On August 7, 2025, Bloomberg reported that Tesla CEO Elon Musk disbanded the Dojo supercomputer team, with leader Peter Bannon exiting the company. Dojo, unveiled in 2021, was central to training Tesla’s Full Self-Driving (FSD) neural networks using custom D1 and D2 chips. Once projected to add $500 billion to Tesla’s value, it faced hurdles, including issues in the June 2025 robotaxi pilot in Austin and the loss of 20 engineers to DensityAI.

 

Musk confirmed Tesla will now focus on AI5 and AI6 inference chips—optimized for real-time decision-making in vehicles and robots—produced under a $16.5 billion deal with Samsung. Training needs will be met through Cortex, a new Austin-based AI supercluster using over 100,000 Nvidia accelerators.

 

While inference chips can accelerate deployment, they risk compute bottlenecks, supply chain dependency, and reduced flexibility for multimodal AI. Here, a hypothetical alternative—FaceOff Lite with its Adaptive Computing Engine (ACE)—could address these challenges.

 

ACE integrates training and inference in one platform, supporting multimodal sensor processing, on-device learning, and dynamic compute allocation. It reduces reliance on cloud training, optimizes energy use, and scales across Tesla’s EVs, Optimus robots, and robotaxi fleets.

 

A hybrid model—Cortex for initial training, ACE for edge refinement—could boost FSD adaptability, cut costs by unifying chip functions, and reclaim Tesla’s AI differentiation from Nvidia-dependent rivals.

 

In the short term, Tesla’s pivot streamlines resources and speeds rollout.

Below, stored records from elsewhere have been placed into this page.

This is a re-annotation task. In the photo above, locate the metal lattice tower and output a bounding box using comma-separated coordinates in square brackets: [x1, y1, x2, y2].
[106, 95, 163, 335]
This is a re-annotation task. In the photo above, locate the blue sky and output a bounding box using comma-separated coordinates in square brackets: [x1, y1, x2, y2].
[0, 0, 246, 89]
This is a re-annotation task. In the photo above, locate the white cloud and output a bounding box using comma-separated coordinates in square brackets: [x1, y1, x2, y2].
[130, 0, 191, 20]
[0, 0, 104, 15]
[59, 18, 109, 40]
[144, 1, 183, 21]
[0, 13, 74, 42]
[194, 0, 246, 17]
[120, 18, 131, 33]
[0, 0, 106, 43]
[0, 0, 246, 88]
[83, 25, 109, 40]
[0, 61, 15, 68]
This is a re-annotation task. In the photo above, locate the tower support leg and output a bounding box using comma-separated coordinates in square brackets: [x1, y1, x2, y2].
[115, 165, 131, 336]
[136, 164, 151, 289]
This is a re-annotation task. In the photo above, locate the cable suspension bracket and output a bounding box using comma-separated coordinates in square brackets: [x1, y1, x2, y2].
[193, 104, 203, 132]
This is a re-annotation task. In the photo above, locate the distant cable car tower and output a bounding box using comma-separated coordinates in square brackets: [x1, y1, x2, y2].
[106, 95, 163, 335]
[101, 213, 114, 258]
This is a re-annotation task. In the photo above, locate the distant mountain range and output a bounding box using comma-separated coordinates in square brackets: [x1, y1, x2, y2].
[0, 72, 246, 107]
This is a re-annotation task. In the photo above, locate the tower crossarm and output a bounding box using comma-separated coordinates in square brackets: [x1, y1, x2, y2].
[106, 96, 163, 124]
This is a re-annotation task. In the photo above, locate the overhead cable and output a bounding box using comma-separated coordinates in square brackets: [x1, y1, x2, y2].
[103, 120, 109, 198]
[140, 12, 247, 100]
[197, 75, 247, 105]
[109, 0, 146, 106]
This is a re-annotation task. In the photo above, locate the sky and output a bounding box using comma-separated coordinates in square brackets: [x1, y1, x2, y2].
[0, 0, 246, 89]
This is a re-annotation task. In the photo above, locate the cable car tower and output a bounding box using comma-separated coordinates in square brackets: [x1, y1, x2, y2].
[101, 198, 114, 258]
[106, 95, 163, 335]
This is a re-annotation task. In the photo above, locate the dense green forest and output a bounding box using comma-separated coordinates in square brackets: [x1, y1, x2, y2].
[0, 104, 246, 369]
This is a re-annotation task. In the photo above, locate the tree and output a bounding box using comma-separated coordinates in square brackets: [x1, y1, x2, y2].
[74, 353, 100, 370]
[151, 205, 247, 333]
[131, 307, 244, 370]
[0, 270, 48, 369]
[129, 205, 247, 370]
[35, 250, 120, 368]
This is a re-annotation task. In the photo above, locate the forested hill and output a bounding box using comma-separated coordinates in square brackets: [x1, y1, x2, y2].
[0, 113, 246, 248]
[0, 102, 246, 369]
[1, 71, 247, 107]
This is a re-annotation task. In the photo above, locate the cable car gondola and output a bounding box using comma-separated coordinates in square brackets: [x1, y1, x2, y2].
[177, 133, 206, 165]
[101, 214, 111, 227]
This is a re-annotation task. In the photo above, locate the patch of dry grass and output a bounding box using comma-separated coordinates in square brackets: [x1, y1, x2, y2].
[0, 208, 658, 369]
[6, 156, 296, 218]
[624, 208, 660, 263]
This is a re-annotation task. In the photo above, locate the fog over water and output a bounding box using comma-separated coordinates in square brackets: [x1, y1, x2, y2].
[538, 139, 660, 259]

Long term, ACE could revive the original Dojo vision, enabling Tesla to lead in autonomous driving, robotics, and AI services—provided it retains top talent and rigorously tests in real-world conditions.

 

This shift underscores a strategic crossroads: pursue rapid market entry via proven inference chips or invest in integrated AI architectures that secure Tesla’s future autonomy and competitiveness.